Increasing both malaxation parameters reduced the MUFA/PUFA and oleic/linoleic ratios, indicating that higher temperatures and longer times of malaxation produce EVOOs more susceptible to oxidation processes. Accordingly, the most stable EVOO was produced by malaxation at 18 °C for 30 min (MUFA/PUFA = 13.21 ± 0.17, oleic/linoleic = 14.50 ± 0.20), followed by 18 °C for 40 min (MUFA/PUFA = 12.79 ± 0.05, oleic/linoleic = 13.93 ± 0.05) (Table S1).

A previous analysis of ‘Corbella’ olives with an RI similar to that of the olives used in the present study found lower values for the two ratios [11] compared to the ‘Corbella’ EVOOs, indicating the oxidative stability was enhanced during the production process. Hernández et al. [2] compiled a list of the oleic/linoleic ratios of olive oils produced from 89 cultivars from the Worldwide Olive Germplasm Bank of Cordoba. According to these values, ‘Corbella’ EVOOs would be ranked between 10th and 15th. However, the ratios of that study were obtained from EVOOs produced with olives harvested 28–31 weeks after flowering, i.e., with an RI above 2.

An ‘Arbequina’ EVOO produced from olives with an RI between 1.16 and 2.26 and using different malaxation conditions [13] had an oleic/linoleic ratio between 6.21 and 7.82, which is considerably lower than the ratio of ‘Corbella’ EVOOs (11.62–14.50). The ‘Arbequina’ ratio reported by Hernández et al. [2] was even lower (4.17). Linoleic acid is generated by the desaturation of oleic acid, and in some olive cultivars, such as ‘Picual’, ‘Arbequina’, and ‘Picudo’, the content of this PUFA increases with maturation due to a high expression of desaturase genes [23], resulting in a decrease in the oleic/linoleic ratio. However, in ‘Corbella’ olives the ratio was found to increase with ripeness up to an RI of 2 [11], suggesting this cultivar has a different expression pattern of the desaturases involved in the biosynthesis of both FA. Considering these results, it is likely that ‘Corbella’ EVOOs produced from olives with an RI of 2 would have a higher oleic/linoleic ratio, and would therefore be more stable than cultivars with a higher linoleic acid content, such as ‘Arbequina’. As mentioned, the oleic/linoleic ratio differs between ‘Corbella’ and ‘Arbequina’ EVOOs because the former has a higher proportion of oleic acid and lower proportion of linoleic acid.
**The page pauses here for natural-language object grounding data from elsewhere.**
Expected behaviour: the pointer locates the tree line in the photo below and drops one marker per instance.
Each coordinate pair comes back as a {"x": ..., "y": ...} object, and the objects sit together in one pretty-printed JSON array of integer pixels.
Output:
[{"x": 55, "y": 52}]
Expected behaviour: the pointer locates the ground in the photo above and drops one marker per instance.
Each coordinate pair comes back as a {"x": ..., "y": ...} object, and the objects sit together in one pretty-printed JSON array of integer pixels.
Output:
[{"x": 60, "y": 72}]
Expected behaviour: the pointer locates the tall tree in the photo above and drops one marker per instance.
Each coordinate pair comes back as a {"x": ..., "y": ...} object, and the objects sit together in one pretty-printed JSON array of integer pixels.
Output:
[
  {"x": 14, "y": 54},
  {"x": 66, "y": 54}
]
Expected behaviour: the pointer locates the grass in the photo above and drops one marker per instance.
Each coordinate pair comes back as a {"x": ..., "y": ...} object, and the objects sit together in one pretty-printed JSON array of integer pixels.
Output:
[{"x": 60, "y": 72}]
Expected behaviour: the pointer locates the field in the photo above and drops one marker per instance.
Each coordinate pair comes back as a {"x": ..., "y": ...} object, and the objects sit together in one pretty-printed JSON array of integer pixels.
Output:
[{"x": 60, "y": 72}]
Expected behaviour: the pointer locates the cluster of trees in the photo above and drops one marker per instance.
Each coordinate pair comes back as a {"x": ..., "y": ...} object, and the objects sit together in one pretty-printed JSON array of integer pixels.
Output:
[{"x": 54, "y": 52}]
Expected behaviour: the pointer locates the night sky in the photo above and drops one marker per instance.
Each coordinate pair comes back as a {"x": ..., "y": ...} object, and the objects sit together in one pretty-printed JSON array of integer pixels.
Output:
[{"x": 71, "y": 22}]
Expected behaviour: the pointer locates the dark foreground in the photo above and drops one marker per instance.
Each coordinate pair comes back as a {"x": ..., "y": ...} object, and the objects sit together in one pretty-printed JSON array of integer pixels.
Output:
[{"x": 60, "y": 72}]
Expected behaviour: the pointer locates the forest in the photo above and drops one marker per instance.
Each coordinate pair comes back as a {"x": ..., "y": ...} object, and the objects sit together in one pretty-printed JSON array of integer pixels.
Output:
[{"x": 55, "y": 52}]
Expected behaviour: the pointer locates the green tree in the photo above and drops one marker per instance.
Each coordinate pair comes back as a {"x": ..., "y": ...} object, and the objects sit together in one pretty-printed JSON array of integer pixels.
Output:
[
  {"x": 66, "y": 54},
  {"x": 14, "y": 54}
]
Accordingly, ‘Corbella’ olives seem to be a suitable choice for the production of EVOOs with high oleic/linoleic ratios. However, before reaching a definitive conclusion, the evolution of the ratio should be tracked over the whole maturation process of ‘Corbella’ olives.

3.3.3. Carotenoids, Chlorophylls, α-Tocopherol, and Squalene

All the pigments (lutein, β-carotene, and chlorophylls) increased with longer malaxation (Table 1), because, as previously reported, there was more time for their transfer to the oily phase [12,37]. However, chlorophylls decreased at the higher temperature. Pigments are susceptible to degradation when exposed to temperature and oxygen X [5,38,39,40]. Therefore, the balance between the transfer and the degradation determines the final pigment content in the oil. Furthermore, it was previously reported that the loss caused by the oil extraction process is more marked for the chlorophylls than for the carotenoids [41,42], suggesting that chlorophylls could be more susceptible to degradation than carotenoids.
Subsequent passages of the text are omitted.